Но Мельцер стоял на своем:
—- Меня высмеивали, когда я предостерегал от неблагоприятного положения звезд. Пускай теперь на себя пеняют.
V
Ливен остановил свою миниатюрную машину у цветочного магазина. Он любил сам себе делать рождественские подарки. В нынешнем году банк так щедро выдал наградные, что можно было внести задаток за эту машину марки «ханомаг». Он быстрым взглядом окинул цветы и остановил свой выбор на простом букете фиалок, обернутом в серебряную бумагу. Те несколько шагов, которые осталось пройти до вращающихся дверей отеля «Адлон», он небрежно помахивал букетом, держа его двумя пальцами.
Его позабавила надпись на огромном плакате: «Ласковое тепло окутывает посетителя, приходящего в отель «Адлон» к пятичасовому чаю». Из-за толстых стекол музыка едва была слышна снаружи. Тепло, окутавшее его при входе, действительно ласкало, и так же ласкали многочисленные взгляды за многочисленными столиками — незаметные беглые взгляды людей, желающих показать, будто их ничто уже не может поразить, и меньше всего элегантный молодой человек в черном эсэсовском мундире, небрежно помахивающий букетом фиалок, обернутым в серебряную бумагу. Ливен остановился посреди холла. Он понимал, что все втайне заинтересованы, кому он назначил свидание. Любопытство это было удовлетворено, когда с кресла в углу поднялась девушка. Английский костюм от первоклассного портного как раз в меру подчеркивал ее фигуру. Взгляды из-за столиков установили, что на ней нет никаких драгоценностей, кроме серег, зато они при строгом жакете, открытой шее и гладко зачесанных назад волосах очень бросались в глаза. Эти же серьги, унаследованные от матери, были на ней и в доме брата.
Они сели за столик и заказали чай с ромом; упорные взгляды посетителей говорили им, что они превосходная пара; музыка и здесь, в зале, звучала приглушенно и создавала соответствующее настроение. Элизабет Ливен сразу рассказала, что она по-прежнему служит в санатории на Бюлерхойе, директор пригласил ее вместе провести конец недели в Берлине и побывать в театрах. Вчера они видели «Императрицу» в «Фольксбюне».
Ливен искоса поглядел на кузину — она показалась ему гораздо соблазнительнее, чем в доме у брата.
— Не понимаю, зачем смотреть эту вещь,— сказал он,— ведь музыку к ней написал еврей.
Элизабет громко расхохоталась.
— Черный мундир, по-видимому, обязывает тебя к определенным убеждениям. Но с этим можно мириться: мундир тебе очень к лицу. Кстати, не волнуйся, ваш фюрер сидел наискось от меня, так что я не посрамила нашего рода.
Он посмотрел на нее, скосив глаза и не поворачивая головы. Она ответила ему таким же косым взглядом. Он засмеялся и сказал:
— Нет, правда, Элизабет, мы похожи друг на друга. У нас одни и те же глаза, и смешит нас одно и то же. Нам одинаково наплевать на многое.

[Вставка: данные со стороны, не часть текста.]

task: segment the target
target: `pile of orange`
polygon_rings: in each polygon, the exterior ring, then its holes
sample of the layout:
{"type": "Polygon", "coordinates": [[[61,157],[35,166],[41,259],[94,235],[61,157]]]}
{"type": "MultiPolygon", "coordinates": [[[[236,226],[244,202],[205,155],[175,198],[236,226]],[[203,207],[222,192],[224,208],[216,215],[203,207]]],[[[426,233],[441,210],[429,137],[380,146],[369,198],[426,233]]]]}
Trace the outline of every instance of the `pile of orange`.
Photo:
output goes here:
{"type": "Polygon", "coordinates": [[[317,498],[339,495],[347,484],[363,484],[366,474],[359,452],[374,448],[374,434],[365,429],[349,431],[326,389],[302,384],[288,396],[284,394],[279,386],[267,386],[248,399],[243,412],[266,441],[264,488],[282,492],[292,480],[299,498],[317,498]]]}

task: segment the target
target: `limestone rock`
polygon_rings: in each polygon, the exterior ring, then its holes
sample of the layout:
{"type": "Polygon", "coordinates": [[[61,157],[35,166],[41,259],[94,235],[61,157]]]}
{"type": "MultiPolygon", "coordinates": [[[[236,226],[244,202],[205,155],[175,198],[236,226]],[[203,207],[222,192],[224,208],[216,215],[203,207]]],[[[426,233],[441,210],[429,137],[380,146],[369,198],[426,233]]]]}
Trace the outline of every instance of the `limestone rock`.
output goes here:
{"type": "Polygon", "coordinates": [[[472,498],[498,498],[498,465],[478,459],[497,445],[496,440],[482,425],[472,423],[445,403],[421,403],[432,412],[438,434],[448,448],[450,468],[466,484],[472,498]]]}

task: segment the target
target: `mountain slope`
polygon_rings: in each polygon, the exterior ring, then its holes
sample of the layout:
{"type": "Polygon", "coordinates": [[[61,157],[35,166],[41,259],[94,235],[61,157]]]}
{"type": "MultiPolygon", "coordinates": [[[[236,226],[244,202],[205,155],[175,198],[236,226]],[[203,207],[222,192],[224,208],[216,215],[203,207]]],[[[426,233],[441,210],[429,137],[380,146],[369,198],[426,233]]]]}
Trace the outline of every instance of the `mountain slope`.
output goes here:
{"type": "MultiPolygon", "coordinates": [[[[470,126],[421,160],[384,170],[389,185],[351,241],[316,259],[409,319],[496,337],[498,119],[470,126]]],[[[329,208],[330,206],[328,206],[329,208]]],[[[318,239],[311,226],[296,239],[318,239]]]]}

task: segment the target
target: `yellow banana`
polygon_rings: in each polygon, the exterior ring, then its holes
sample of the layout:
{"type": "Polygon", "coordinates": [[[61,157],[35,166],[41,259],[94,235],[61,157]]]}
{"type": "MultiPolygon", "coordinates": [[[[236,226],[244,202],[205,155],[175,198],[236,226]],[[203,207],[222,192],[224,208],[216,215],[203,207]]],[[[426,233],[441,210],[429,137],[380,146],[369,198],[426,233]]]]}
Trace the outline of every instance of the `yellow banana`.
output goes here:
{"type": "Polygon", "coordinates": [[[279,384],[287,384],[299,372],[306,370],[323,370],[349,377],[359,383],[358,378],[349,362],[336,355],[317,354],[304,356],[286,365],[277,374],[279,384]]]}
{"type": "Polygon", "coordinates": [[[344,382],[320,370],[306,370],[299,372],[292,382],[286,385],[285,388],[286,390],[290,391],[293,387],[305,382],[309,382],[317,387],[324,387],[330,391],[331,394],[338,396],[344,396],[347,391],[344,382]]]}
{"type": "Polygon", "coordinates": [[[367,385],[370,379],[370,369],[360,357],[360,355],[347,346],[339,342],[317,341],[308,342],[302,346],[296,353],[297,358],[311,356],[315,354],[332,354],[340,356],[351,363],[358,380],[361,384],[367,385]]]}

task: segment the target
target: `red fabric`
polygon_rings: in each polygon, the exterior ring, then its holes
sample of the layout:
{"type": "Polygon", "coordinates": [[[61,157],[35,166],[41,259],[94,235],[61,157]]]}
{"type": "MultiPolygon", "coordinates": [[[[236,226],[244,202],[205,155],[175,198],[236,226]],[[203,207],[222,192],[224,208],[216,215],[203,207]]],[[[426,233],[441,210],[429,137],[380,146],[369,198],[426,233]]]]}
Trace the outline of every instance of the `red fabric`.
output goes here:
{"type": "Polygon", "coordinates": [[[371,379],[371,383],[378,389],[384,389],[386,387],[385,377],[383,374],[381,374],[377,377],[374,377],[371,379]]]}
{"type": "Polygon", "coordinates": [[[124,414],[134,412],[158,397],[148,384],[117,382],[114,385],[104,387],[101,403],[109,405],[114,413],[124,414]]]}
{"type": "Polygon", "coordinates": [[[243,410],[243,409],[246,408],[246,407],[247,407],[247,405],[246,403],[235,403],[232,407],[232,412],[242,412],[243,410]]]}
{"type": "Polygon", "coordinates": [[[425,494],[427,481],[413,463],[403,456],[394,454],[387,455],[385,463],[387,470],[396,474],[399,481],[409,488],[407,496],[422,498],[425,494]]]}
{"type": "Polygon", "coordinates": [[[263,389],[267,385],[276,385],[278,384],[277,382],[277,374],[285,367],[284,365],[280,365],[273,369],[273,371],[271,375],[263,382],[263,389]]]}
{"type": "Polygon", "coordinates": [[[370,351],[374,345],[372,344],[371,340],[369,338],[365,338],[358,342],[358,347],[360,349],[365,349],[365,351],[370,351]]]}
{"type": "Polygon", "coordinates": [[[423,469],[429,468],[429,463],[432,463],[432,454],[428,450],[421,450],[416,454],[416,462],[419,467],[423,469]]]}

— Что из это следует — подходим мы или не подходим друг к другу?
— Сегодня вечером мы, по-моему, созданы друг для друга.
Он встал, она оперлась на его руку. Явно гордясь друг другом, они медленно по диагонали прошли сквозь глазеющую толпу. Он усадил ее в «ханомаг». Она уткнулась лицом в его плечо. Ночной город был опушен инеем, сверкавшим на деревьях Тиргартена, на обрамлении витрин, на проводах и фонарных столбах. Они остановились на Курфюрстендамм, где жил теперь Ливен.
— Мы пойдем ко мне,— пояснил он.— С семи я должен быть наготове на случай тревоги.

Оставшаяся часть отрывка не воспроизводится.